In a crisis in Columbia County, Tom Brown and his fellow amateur ham operators could get the call.
It is their communications expertise that officials say makes them invaluable should a disaster or other critical situation occur.
"What we do is we call (Columbia County amateur radio coordinator) Tom Brown and say we have an emergency, we're staffing the EOC. We have our communications warning center set up and we need someone here," said Pam Tucker, Columbia County's emergency services director, adding that the county's Emergency Operations Center has work space set aside for ham operators, and a protocol is in place to enlist the help of area operators.
"...They bring their own radio and we set them up here. They are definitely a part of our team and provide support communications."
According to national media reports at the time, it was in the aftermath of Hurricane Katrina that amateur radio operators throughout the nation helped with rescue and relief operations as the disaster area had an overburdened and crippled communications infrastructure.
Brown, a member of the Augusta Amateur Radio Club, said the Columbia County Amateur Radio Club and other area ham operators work together with his club in a crisis situation.
"If there's an emergency we all work together regardless of who we are," Brown said.
Sometimes it's also a fun way to reach out to people great distances away to share news or personal information.
The Columbia County Amateur Radio Club, for instance, transmitted during Harlem's Oliver Hardy Festival and received confirmed contacts from throughout the country and from the Caribbean.
"Whether it's weather or public goings-on...(we're available) to do something for the community,"said Paul Bennett of Grovetown.

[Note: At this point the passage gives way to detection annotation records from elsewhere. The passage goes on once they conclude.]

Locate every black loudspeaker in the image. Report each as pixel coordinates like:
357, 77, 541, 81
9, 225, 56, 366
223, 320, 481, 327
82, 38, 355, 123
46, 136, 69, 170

Bennett, who is a member of the Columbia County Amateur Radio Club, also is a member of the Amateur Radio Emergency Service and a longtime ham operator.
The Columbia County Amateur Radio Club has a repeater that is attached to a county water tower on Belair Road that can boost the strength of their short-range UHF and VHF signals to span most of the county, said club secretary Dean Maples, of Evans.
The repeaters permit the operator to use small, hand-held radios for mobile broadcasts in times of a crisis.
Recently, members of the area radio clubs and other ham operators also participated in a National Weather Service Skywarn workshop at Doctors Hospital. There, ham operators learned how to spot dangerous weather and how to assist the National Weather Service.
"They (ham operators) play a vital role for us," said Steve Naglic, a warning coordination meteorologist with the National Weather Service office in West Columbia, S.C.